|
|
|
|
|
by tianqi
132 days ago
|
|
I've seen many comments describing the "horse riding man" example as extremely bizarre (which it actually is), so I'd like to provide some background context here. The "horse riding man" is a Chinese internet meme originating from an entertainment awards ceremony, when the renowned host Tsai Kang-yong wore an elaborate outfit featuring a horse riding on his back[1]. At the time, he was embroiled in a rumor about his unpublicized homosexual partner, whose name sounded "Ma Qi Ren" which coincidentally translates to "horse riding man" in Mandarin. This incident spread widely across Chinese internet and turned into a meme.
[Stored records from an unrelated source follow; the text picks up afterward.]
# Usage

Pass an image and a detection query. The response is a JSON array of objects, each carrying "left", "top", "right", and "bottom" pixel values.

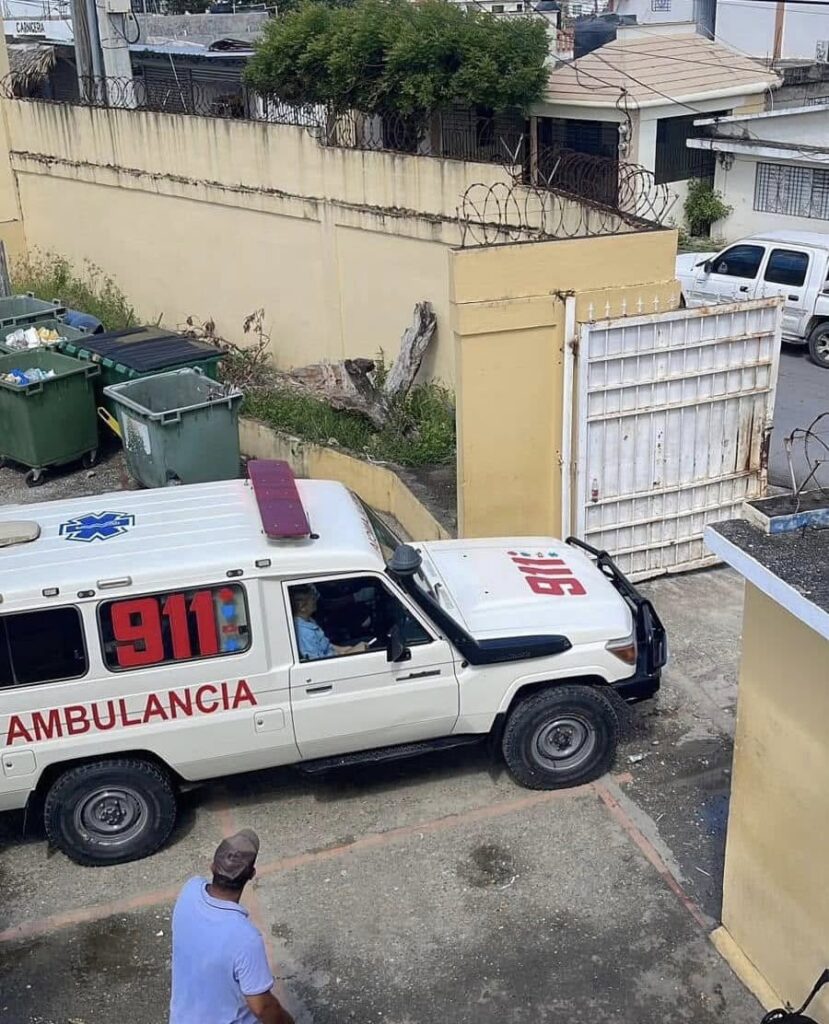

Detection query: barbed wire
[
  {"left": 783, "top": 412, "right": 829, "bottom": 512},
  {"left": 457, "top": 181, "right": 658, "bottom": 248},
  {"left": 0, "top": 73, "right": 670, "bottom": 245}
]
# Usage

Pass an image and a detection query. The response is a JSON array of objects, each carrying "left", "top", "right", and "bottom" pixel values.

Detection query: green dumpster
[
  {"left": 58, "top": 327, "right": 225, "bottom": 416},
  {"left": 0, "top": 316, "right": 89, "bottom": 352},
  {"left": 0, "top": 292, "right": 67, "bottom": 329},
  {"left": 0, "top": 348, "right": 100, "bottom": 486},
  {"left": 104, "top": 369, "right": 243, "bottom": 487}
]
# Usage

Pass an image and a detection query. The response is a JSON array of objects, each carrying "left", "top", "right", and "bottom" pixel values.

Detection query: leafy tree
[
  {"left": 246, "top": 0, "right": 549, "bottom": 115},
  {"left": 685, "top": 178, "right": 734, "bottom": 234}
]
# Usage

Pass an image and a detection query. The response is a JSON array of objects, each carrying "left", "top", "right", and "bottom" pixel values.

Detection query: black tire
[
  {"left": 809, "top": 323, "right": 829, "bottom": 370},
  {"left": 43, "top": 758, "right": 176, "bottom": 867},
  {"left": 501, "top": 686, "right": 619, "bottom": 790}
]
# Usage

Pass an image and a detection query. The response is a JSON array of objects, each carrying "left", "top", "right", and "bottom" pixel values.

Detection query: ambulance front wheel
[
  {"left": 43, "top": 758, "right": 176, "bottom": 866},
  {"left": 501, "top": 685, "right": 619, "bottom": 790}
]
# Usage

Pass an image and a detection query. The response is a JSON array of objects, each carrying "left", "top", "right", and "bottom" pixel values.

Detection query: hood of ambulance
[{"left": 417, "top": 538, "right": 632, "bottom": 645}]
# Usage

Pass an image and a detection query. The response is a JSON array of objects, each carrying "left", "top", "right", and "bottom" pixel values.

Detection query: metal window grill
[{"left": 754, "top": 164, "right": 829, "bottom": 220}]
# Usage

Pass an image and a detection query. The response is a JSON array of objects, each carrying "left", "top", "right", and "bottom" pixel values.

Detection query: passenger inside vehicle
[{"left": 291, "top": 584, "right": 368, "bottom": 660}]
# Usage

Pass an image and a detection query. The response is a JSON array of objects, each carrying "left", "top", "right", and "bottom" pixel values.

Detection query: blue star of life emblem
[{"left": 58, "top": 512, "right": 135, "bottom": 544}]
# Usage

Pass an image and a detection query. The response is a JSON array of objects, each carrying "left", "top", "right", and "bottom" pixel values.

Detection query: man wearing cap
[{"left": 170, "top": 828, "right": 294, "bottom": 1024}]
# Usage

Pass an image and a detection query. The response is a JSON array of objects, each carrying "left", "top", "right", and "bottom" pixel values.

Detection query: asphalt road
[{"left": 769, "top": 345, "right": 829, "bottom": 487}]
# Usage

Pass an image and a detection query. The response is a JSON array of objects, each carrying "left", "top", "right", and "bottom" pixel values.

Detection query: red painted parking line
[
  {"left": 0, "top": 785, "right": 594, "bottom": 943},
  {"left": 593, "top": 782, "right": 709, "bottom": 933},
  {"left": 0, "top": 885, "right": 181, "bottom": 942}
]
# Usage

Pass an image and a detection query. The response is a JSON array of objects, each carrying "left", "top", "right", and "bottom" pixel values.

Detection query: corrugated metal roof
[
  {"left": 547, "top": 34, "right": 780, "bottom": 106},
  {"left": 8, "top": 44, "right": 55, "bottom": 89}
]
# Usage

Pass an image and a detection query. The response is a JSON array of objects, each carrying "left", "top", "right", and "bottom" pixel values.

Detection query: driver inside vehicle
[{"left": 291, "top": 584, "right": 368, "bottom": 660}]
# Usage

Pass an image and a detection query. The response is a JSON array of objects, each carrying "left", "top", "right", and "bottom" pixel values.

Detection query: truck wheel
[
  {"left": 809, "top": 324, "right": 829, "bottom": 370},
  {"left": 501, "top": 686, "right": 619, "bottom": 790},
  {"left": 43, "top": 758, "right": 176, "bottom": 866}
]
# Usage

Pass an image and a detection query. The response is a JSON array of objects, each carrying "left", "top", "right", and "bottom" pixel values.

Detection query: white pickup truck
[
  {"left": 0, "top": 462, "right": 667, "bottom": 864},
  {"left": 677, "top": 231, "right": 829, "bottom": 370}
]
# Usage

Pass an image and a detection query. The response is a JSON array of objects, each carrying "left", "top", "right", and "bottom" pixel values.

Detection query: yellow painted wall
[
  {"left": 450, "top": 230, "right": 679, "bottom": 537},
  {"left": 239, "top": 417, "right": 450, "bottom": 541},
  {"left": 723, "top": 584, "right": 829, "bottom": 1024},
  {"left": 0, "top": 100, "right": 515, "bottom": 383},
  {"left": 0, "top": 43, "right": 26, "bottom": 260}
]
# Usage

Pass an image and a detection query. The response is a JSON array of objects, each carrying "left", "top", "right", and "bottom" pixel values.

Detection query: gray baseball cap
[{"left": 213, "top": 828, "right": 259, "bottom": 882}]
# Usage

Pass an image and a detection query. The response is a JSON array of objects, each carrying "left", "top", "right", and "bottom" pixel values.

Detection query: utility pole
[{"left": 72, "top": 0, "right": 138, "bottom": 106}]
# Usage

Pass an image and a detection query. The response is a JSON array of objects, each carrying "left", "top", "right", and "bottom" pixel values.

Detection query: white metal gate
[{"left": 563, "top": 299, "right": 782, "bottom": 579}]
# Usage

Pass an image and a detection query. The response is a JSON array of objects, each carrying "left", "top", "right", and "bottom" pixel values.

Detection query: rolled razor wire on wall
[
  {"left": 0, "top": 71, "right": 671, "bottom": 246},
  {"left": 783, "top": 412, "right": 829, "bottom": 511}
]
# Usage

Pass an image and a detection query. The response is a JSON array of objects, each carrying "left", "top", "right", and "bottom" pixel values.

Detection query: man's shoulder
[{"left": 176, "top": 876, "right": 207, "bottom": 907}]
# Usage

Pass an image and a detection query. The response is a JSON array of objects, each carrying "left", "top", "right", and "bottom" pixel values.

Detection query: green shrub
[
  {"left": 685, "top": 178, "right": 734, "bottom": 236},
  {"left": 245, "top": 0, "right": 550, "bottom": 115},
  {"left": 11, "top": 250, "right": 138, "bottom": 331}
]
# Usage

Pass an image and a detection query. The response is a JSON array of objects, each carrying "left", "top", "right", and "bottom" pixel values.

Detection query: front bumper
[{"left": 567, "top": 537, "right": 668, "bottom": 703}]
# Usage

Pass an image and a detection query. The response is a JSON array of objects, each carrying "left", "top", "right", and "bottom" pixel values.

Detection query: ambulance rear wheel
[
  {"left": 501, "top": 686, "right": 619, "bottom": 790},
  {"left": 43, "top": 758, "right": 176, "bottom": 866}
]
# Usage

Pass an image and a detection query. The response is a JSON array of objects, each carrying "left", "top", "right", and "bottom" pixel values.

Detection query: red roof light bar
[{"left": 248, "top": 459, "right": 311, "bottom": 541}]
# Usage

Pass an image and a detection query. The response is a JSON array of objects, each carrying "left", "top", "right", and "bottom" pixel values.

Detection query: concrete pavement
[{"left": 0, "top": 569, "right": 761, "bottom": 1024}]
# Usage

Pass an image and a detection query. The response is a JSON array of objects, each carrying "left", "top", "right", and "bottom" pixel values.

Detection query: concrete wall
[
  {"left": 716, "top": 0, "right": 829, "bottom": 60},
  {"left": 136, "top": 10, "right": 270, "bottom": 46},
  {"left": 0, "top": 100, "right": 509, "bottom": 383},
  {"left": 723, "top": 584, "right": 829, "bottom": 1024},
  {"left": 450, "top": 230, "right": 679, "bottom": 537}
]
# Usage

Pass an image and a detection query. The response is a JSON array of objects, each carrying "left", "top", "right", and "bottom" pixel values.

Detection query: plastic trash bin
[
  {"left": 59, "top": 327, "right": 225, "bottom": 416},
  {"left": 0, "top": 348, "right": 100, "bottom": 486},
  {"left": 104, "top": 369, "right": 243, "bottom": 487},
  {"left": 0, "top": 317, "right": 88, "bottom": 352},
  {"left": 0, "top": 292, "right": 67, "bottom": 328}
]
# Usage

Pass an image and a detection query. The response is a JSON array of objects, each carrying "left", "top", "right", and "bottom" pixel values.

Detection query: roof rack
[{"left": 248, "top": 459, "right": 311, "bottom": 541}]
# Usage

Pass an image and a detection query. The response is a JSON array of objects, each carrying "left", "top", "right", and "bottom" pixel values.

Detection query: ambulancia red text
[{"left": 5, "top": 679, "right": 257, "bottom": 746}]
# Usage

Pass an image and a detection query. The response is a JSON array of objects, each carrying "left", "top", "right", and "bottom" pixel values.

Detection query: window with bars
[
  {"left": 754, "top": 164, "right": 829, "bottom": 220},
  {"left": 654, "top": 111, "right": 728, "bottom": 185}
]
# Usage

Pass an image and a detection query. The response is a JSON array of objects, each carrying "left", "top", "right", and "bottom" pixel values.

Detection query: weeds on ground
[
  {"left": 11, "top": 249, "right": 139, "bottom": 331},
  {"left": 214, "top": 327, "right": 455, "bottom": 466},
  {"left": 243, "top": 384, "right": 454, "bottom": 466}
]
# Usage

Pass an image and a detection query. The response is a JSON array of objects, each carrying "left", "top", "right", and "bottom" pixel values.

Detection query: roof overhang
[
  {"left": 686, "top": 138, "right": 829, "bottom": 164},
  {"left": 535, "top": 78, "right": 773, "bottom": 110}
]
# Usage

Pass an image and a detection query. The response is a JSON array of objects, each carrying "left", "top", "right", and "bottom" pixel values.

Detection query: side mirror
[{"left": 386, "top": 623, "right": 411, "bottom": 662}]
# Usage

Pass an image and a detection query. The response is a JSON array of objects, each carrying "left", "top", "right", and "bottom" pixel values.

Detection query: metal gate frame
[{"left": 562, "top": 297, "right": 783, "bottom": 580}]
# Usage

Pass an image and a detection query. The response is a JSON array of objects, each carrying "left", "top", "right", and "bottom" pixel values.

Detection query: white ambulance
[{"left": 0, "top": 462, "right": 666, "bottom": 864}]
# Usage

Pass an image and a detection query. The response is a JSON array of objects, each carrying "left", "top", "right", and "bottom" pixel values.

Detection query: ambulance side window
[
  {"left": 98, "top": 584, "right": 251, "bottom": 672},
  {"left": 0, "top": 608, "right": 89, "bottom": 688}
]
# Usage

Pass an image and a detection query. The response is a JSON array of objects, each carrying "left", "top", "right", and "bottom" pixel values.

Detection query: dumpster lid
[
  {"left": 71, "top": 327, "right": 225, "bottom": 374},
  {"left": 248, "top": 459, "right": 311, "bottom": 540}
]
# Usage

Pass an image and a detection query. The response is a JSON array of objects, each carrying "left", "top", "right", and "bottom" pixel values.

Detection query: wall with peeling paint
[{"left": 0, "top": 100, "right": 509, "bottom": 383}]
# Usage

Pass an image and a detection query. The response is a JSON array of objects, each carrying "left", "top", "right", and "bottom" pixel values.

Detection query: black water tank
[{"left": 573, "top": 14, "right": 636, "bottom": 58}]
So they used "horse riding man" as an example isn't entirely nonsensical, though the image per se is undeniably bizarre and carries an unsettling vibe. [1] The photo of the outfit: https://share.google/mHJbchlsTNJ771yBa |
|
This problem is infamous because it persisted (unlike other early problems, like creating the wrong number of fingers) for much more capable models, and the Qwen Image people are certainly very aware of this difficult test. Even Imagen 4 Ultra, which might be the most advanced pure diffusion model without editing loop, fails at it.
And obviously an astronaut is similar to a man, which connects this benchmark to the Chinese meme.